Andrea Edwards

Your Children are a Credit to You

For the first time EVER, our friend Felicia (who met our treasures for the first time on the weekend) said: “your children are a credit to you.” Yep, someone has said that. Out loud. And there were witnesses and everything.

Our reaction? Shock first. Then we looked at each other, wide-eyed and burst out laughing. Seriously? Our little buggers? You’re actually talking about those two guys, the boys over there sitting on top of the spa, eating chips and getting them everywhere, the ones about to throw rocks off the balcony if we don’t get there first, those two dudes working out in the outdoor gym – the gym exclusively for adults, those maniacs getting filthy, dropping the occasional F-bomb in a context they heard on a ‘children’s’ video on YouTube? Those two? Really?
The outdoor gym at a wedding – perfect distraction
Someone finally thinks they’re um… well… good! Well behaved even. AWESOME!! We couldn’t believe it, but secretly we’re both thrilled, because they are a credit to us. They’re awesome. Annoying pains in the arse absolutely. But they are completely awesome, and funny, so bloody funny. My word.
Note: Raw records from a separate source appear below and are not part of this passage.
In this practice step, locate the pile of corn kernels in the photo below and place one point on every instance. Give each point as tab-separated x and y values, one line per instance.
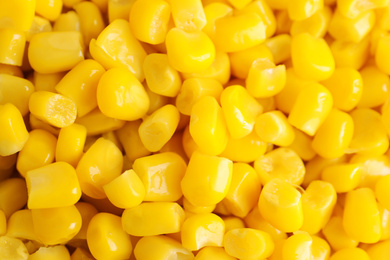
189	129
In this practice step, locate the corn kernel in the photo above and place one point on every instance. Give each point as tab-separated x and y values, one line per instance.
207	179
155	218
280	204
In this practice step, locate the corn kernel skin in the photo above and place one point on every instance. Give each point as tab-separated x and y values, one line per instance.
318	202
12	46
311	57
201	230
56	225
207	179
155	218
281	163
312	106
54	109
14	134
361	219
120	95
51	52
106	49
80	85
29	159
189	52
99	165
156	129
237	33
161	175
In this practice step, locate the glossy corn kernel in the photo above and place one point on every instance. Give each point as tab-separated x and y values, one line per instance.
161	175
318	202
311	108
54	109
280	163
80	85
51	52
194	89
280	204
29	159
56	225
189	52
120	95
311	57
265	79
99	165
244	190
117	36
156	129
12	46
247	243
361	219
207	179
155	218
369	135
14	134
163	248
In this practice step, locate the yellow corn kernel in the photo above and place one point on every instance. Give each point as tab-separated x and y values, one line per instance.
361	219
155	218
54	109
298	246
280	204
237	33
68	21
218	70
244	190
344	177
202	230
99	165
56	225
318	202
120	95
59	252
369	135
91	20
376	87
17	14
14	134
161	78
12	46
97	123
163	248
15	90
208	126
247	243
350	253
316	25
149	20
312	106
273	127
53	185
207	179
29	159
281	163
117	36
51	52
161	175
351	30
189	52
193	89
156	129
311	57
12	248
265	79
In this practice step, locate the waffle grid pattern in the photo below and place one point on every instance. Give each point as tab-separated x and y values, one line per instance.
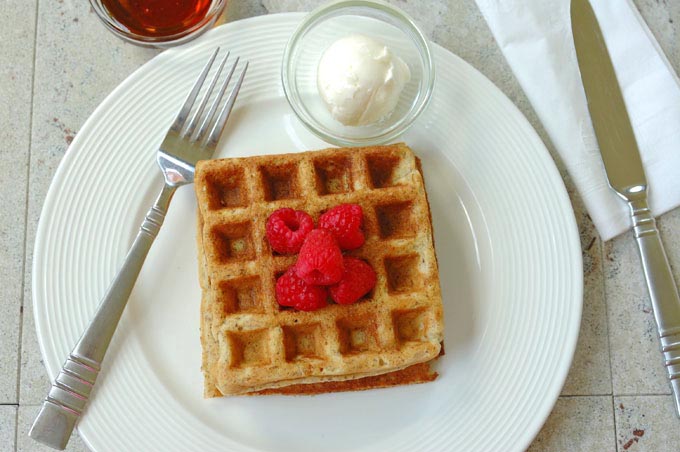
250	342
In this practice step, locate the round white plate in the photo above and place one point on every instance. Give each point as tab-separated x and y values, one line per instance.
508	248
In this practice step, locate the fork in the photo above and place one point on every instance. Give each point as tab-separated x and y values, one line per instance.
186	142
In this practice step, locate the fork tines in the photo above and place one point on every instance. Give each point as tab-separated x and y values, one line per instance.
191	131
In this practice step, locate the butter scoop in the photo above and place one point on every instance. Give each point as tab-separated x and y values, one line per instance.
360	80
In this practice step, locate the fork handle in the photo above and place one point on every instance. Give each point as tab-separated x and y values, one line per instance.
662	291
70	391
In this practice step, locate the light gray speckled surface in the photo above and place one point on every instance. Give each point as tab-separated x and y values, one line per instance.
615	397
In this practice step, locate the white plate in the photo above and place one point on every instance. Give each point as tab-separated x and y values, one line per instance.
507	243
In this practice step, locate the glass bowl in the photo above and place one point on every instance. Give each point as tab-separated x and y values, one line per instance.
174	38
327	24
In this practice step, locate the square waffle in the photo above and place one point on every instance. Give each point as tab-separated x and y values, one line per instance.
253	345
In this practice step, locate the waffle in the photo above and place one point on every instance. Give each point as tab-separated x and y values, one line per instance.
253	345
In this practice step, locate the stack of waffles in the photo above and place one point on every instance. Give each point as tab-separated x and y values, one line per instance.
253	345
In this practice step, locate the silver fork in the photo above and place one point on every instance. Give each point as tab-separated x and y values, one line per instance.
185	143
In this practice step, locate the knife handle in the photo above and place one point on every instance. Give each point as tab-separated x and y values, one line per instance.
662	290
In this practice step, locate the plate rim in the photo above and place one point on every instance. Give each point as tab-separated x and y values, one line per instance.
571	332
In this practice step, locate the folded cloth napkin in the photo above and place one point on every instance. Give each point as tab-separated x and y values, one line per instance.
535	37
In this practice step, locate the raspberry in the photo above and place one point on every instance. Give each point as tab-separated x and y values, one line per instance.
357	280
294	292
287	228
320	259
345	222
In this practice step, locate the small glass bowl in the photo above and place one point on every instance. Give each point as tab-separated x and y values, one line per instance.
186	35
329	23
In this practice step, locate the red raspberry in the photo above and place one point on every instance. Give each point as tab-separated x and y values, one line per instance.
287	228
345	222
357	280
320	259
294	292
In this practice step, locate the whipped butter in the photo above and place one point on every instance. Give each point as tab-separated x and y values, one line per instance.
360	80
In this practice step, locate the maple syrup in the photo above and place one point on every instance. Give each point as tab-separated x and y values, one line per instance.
157	18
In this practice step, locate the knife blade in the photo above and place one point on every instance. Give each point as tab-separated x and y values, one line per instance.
626	176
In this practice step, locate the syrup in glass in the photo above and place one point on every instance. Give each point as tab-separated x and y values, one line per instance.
157	18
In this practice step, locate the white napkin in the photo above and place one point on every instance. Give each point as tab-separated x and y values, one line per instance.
535	37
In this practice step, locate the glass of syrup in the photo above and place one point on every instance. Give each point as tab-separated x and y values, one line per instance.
158	23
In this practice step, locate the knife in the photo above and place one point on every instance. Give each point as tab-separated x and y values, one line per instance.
626	176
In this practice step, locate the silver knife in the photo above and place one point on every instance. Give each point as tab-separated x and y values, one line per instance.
626	176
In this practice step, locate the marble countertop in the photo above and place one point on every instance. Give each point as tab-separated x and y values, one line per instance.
59	63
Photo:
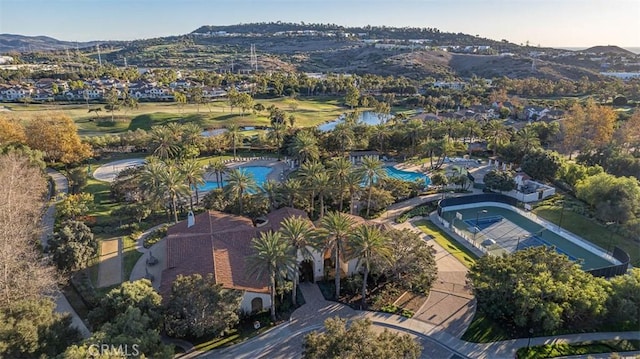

The challenge is we don’t want them to be “good.” I hate it when they say to me “but we just want to be good mum.” I always say: you are good mate, but sometimes you don’t make good decisions, that’s a different thing. There’s no good or bad darling. We all make bad decisions.

This good/bad malarkey doesn’t sit well with me at all.

But I really don’t want my boys to be good. I want them to be marvelous. Courageous. Ambitious in whatever way that emerges. Curious. Funny. Irreverent. Silly. Adventurous. Expressive. Emotionally intelligent. And a whole lot more. More than anything, though, I want them to be happy.

We had another little accolade this week. Lex came home with the pictured star, an award for being obedient. OBEDIENT? I look at Steve and recognize that at this moment, all this mother is required to do is give her son an enthusiastic high five for his achievement. But an award for obedience – yuk! I don’t like that at all.


My children ARE NOT obedient and good on them for that. I want them to challenge everything, especially me. I don’t have it all right, I don’t have all the answers, because no one does. So teachers, give my boys awards, but you can keep the obedient star in future OK?

Anyone with me here?

What’s the “worst” award you’ve seen, even if others think it’s a “good” thing?